Fitness instructors are streaming workout classes online for their customers, writers are taking on freelance commissions, beauticians are offering video consultations, and DJs are hosting social media parties for donations in return. Speaking to BuzzFeed News, Jess Duffy revealed that she and her business partner founded Wearhaus—an exercise and dance company—less than a year ago. "We were forced out of the studios we rented and left without a space to teach our regularly scheduled classes," the 29-year-old explained. "Our students were scared and craving community. We knew we had to be on a platform that was accessible and one that would allow participants to be able to take class regardless of their financial situation."



 

Although they initially offered their classes for free to anyone who wanted to tune in, people soon reached out with offers to pay them for their troubles. "They wanted to help support us in whatever way they could [so] we attached a way to donate via Venmo, and added a $5 drop-in option," said Duffy.

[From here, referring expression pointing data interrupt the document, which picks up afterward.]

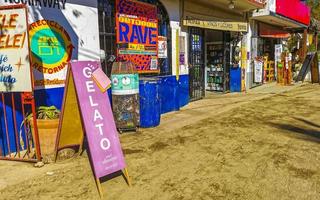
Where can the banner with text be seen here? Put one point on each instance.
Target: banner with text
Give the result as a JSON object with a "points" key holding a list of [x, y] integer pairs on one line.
{"points": [[223, 26], [137, 35], [15, 71], [105, 148]]}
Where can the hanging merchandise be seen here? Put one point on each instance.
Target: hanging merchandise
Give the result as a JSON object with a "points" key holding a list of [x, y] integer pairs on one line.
{"points": [[125, 95]]}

Jess McGuire—a DJ, broadcasting host, and writer—recently found herself in a similar situation when all her festival and wedding bookings were canceled one after another over the past few weeks.



 

"Generally clients were wonderful and told me to hold on to the deposits so they could rebook a date with me later, but losing the remainder of payments I'd been counting on was devastating," the 39-year-old revealed. "Just thousands and thousands of dollars I'd been counting on that suddenly were no longer going to be paid on the day of the gigs." McGuire admitted that although she understands the need for self-quarantine and social distancing in the current situation, it's been stressful for her. "My first idea was to offer to record personal podcasts for people in exchange for a PayPal donation — they tell me a topic they want me to talk about, and I make them a 20-minute show about it — which I thought was a funny, goofy idea," she said.



 

She soon got many requests asking her to talk about all kinds of random things, from "cats versus dogs" to "a 2020 horoscope for an Aries" and "the history of Melbourne's docks." She also started getting requests for personalized "isolation playlists" and has been busier than ever working these days. "Being a freelancer means you're kind of used to hustling for gigs, so even though it's been hard losing some of the traditional ways I've made money in the past while the COVID-19 parameters are in place, I'm also familiar with having to be super flexible and used to having to push myself forward to get work," she said.



 

"It's an honor and a privilege and I'd love to keep doing it in lieu of having an actual radio show where I get to select all the music," McGuire added. 28-year-old Christian Tucci has also had to make the best of the current situation after both his daytime jobs—as a patron services associate with the Gay Men’s Chorus of Los Angeles and an employee of a workout studio—were put on hold. "I’m a [comedy] writer and I wanted to kill a day or two of quarantine by exercising my writing muscles," he revealed. "I thought short poems like haikus or limericks would be fun for others to receive while being low-pressure productivity for me."



 

"The response was honestly better than I expected — I made about as much as I would in a day of work. Everyone seemed to love their poem, and some people even threw in a tip after reading," Tucci added. Duffy, McGuire, and Tucci show us how hustling is the need of the hour. "There's a lot to be fearful about during a worldwide pandemic, but I've also seen the best of human nature on display...love and kindness and generosity and ingenuity...and it's made me feel so oddly hopeful despite all the awfulness going on," said McGuire.